I know an older brother who started doing DCA back in 2022, focusing on a top-tier coin. The first two years were really tough—watching the coin’s price plunge, he was panicked too, always thinking about waiting for a lower price to buy in. But later, he realized one thing:
Those big gains are not achieved by precisely bottom-fishing. Instead, it’s those who mechanically buy in repeatedly and consistently who end up laughing last. Now, he doesn’t need to work anymore; relying on his previous accumulation, he earns rental income every month while lying around. This is not a joke; it’s a true story.
Want to try it too? Here are three strategies; just pick the one that suits you best—
**Option 1: Time-based DCA (the laziest and most stable)**
The rule is simple: on the same day each week or month, invest a fixed amount of money. For example, deduct 500 USDT weekly, just execute mechanically—don’t watch the market or overthink when prices will rise or fall.
What’s the benefit? Over time, costs are automatically averaged out. During high volatility, you can buy at cheaper prices. No need to be hostage to market sentiment.

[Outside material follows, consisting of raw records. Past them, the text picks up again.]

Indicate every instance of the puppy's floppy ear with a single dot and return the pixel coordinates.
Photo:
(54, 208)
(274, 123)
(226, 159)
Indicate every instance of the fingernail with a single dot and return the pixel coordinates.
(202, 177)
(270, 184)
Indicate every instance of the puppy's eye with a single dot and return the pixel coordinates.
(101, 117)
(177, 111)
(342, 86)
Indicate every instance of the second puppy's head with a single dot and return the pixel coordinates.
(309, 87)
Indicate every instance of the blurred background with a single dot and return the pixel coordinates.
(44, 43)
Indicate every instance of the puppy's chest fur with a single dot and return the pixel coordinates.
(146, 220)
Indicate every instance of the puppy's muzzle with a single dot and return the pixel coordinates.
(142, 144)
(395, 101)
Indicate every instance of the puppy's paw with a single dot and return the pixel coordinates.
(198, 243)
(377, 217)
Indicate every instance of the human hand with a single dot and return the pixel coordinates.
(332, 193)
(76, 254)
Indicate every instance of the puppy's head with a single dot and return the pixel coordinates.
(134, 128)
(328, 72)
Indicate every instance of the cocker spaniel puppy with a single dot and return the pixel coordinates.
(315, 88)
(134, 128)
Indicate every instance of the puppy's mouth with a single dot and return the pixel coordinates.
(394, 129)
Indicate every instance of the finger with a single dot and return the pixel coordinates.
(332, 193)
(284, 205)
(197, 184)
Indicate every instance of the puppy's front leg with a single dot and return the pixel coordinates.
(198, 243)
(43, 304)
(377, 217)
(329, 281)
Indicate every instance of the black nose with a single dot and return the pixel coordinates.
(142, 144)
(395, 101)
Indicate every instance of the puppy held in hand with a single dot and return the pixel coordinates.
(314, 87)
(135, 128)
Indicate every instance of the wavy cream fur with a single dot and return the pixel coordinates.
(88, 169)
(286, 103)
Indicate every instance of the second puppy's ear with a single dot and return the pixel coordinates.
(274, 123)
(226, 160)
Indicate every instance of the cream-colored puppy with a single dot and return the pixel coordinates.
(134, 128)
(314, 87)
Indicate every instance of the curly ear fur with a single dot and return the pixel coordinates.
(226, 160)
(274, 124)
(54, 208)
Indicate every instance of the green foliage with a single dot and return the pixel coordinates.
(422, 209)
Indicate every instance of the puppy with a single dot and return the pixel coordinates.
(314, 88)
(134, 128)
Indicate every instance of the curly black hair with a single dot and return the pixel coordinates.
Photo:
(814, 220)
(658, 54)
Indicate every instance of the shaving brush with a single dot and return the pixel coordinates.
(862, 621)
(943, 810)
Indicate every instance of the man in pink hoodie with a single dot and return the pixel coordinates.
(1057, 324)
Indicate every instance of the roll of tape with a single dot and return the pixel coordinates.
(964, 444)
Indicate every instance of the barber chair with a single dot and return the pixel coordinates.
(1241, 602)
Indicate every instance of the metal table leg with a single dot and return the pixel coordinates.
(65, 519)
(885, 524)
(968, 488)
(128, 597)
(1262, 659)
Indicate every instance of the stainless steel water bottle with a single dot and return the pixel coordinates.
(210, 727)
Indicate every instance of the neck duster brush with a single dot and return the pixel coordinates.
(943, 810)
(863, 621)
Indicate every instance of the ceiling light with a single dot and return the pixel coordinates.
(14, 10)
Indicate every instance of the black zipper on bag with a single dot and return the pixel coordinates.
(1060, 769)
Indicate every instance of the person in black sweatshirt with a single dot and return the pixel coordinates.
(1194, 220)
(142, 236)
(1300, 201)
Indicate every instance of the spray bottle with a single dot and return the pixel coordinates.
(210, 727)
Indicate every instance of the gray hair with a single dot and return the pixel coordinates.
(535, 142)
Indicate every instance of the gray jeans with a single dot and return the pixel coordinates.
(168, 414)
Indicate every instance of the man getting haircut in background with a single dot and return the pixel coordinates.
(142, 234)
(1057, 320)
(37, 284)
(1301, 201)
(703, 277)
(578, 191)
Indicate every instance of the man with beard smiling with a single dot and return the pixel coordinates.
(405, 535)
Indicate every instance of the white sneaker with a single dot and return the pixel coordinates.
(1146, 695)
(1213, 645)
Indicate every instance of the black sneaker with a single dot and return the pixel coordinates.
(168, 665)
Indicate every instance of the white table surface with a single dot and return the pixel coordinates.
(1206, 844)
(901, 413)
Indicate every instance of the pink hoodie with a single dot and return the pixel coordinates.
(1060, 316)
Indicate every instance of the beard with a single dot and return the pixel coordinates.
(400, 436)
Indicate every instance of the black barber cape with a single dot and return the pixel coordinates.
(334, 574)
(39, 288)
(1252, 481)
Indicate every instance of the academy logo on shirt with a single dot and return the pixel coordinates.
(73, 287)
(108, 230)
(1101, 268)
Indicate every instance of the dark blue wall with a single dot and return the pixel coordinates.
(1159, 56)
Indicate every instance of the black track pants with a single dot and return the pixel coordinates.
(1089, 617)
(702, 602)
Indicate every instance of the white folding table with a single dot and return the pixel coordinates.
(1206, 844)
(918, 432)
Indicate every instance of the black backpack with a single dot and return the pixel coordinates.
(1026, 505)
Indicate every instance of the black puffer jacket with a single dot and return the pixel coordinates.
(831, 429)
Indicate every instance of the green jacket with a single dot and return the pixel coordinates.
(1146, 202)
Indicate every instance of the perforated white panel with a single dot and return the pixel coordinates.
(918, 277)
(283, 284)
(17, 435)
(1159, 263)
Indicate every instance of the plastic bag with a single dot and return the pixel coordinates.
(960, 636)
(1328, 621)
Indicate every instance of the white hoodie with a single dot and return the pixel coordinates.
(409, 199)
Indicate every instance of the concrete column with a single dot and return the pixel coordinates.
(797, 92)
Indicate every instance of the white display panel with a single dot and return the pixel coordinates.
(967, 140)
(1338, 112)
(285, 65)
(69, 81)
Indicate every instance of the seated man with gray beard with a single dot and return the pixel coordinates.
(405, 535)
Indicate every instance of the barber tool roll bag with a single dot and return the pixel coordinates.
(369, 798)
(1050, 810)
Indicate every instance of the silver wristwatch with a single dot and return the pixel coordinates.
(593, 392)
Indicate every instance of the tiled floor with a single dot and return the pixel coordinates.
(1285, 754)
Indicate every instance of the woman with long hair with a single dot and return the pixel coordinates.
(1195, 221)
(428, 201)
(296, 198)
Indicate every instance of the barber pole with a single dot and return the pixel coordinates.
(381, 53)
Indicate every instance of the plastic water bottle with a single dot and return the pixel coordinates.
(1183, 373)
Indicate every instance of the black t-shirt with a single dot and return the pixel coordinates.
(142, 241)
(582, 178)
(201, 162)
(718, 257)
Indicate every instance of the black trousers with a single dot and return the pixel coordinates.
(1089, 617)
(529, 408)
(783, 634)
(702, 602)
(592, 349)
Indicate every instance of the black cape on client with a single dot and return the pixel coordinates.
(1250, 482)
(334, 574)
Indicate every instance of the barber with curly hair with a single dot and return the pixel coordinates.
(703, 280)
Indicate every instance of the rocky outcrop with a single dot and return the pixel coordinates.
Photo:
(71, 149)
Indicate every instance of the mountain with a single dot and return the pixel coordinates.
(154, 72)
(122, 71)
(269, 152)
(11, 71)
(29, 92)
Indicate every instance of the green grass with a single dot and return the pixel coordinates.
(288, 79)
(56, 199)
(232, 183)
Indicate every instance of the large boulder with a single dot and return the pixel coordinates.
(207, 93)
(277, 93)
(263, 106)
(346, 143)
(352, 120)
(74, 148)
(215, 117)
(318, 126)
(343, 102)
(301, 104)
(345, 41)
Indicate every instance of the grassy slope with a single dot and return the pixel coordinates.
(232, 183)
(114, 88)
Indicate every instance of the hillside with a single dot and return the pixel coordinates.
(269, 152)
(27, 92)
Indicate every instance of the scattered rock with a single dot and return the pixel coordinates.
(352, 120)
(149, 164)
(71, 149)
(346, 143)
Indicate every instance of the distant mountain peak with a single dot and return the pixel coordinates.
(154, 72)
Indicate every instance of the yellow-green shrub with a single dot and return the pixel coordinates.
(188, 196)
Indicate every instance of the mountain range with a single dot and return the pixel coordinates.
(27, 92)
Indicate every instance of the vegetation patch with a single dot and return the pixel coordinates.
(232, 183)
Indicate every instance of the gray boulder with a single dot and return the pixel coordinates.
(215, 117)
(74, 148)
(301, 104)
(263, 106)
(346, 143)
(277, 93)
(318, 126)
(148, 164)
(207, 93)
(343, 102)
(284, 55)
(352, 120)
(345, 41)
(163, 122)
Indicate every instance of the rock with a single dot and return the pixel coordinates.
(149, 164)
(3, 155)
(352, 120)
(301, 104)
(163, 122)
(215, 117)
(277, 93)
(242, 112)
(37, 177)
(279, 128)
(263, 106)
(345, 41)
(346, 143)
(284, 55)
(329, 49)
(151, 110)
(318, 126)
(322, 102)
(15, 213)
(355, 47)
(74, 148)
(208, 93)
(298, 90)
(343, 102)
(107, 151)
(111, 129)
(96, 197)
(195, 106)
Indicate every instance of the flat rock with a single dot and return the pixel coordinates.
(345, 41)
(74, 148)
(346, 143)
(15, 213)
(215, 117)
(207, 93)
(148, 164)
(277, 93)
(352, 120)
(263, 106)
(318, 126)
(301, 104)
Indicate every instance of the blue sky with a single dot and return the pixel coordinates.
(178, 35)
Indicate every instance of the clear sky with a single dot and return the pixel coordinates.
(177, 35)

This method is best suited for: people who don’t want to watch the charts every day, or those who genuinely lack the energy for technical analysis.
**Option 2: Price-tiered adding (boldly buy more when prices drop sharply)**
Set several price points for yourself, then adjust your investment based on the decline. For example:
- When the coin price drops below 200 → try to add some
- When the coin price drops below 300 → add more
- When the coin price drops below 400 → go all in
The core idea is to treat dips as sales—buy more quality assets when they’re cheaper. Once you hold steady, let time prove your judgment.
**Option 3: Moving average-assisted DCA (advanced approach)**
This requires some knowledge of candlestick charts. Use EMA100 (100-day moving average) as a reference; prices near this line often signal a stage low. For extra safety, look at EMA200 to judge if the overall trend is stable.
The advantage of this method is that it combines technical guidance with the discipline of DCA, reducing blind buying or selling.
It’s suitable for those with some technical foundation who want to further optimize their DCA rhythm.
**The real secret to DCA: Discipline and time**
This game isn’t about being super smart; it’s about whether you can stick to it and stay patient. Those who persist with DCA for a year or even longer before a bull market are often called “lucky.” But they know clearly:
It’s not luck; it’s that initial courage combined with the confidence gained from sticking to it.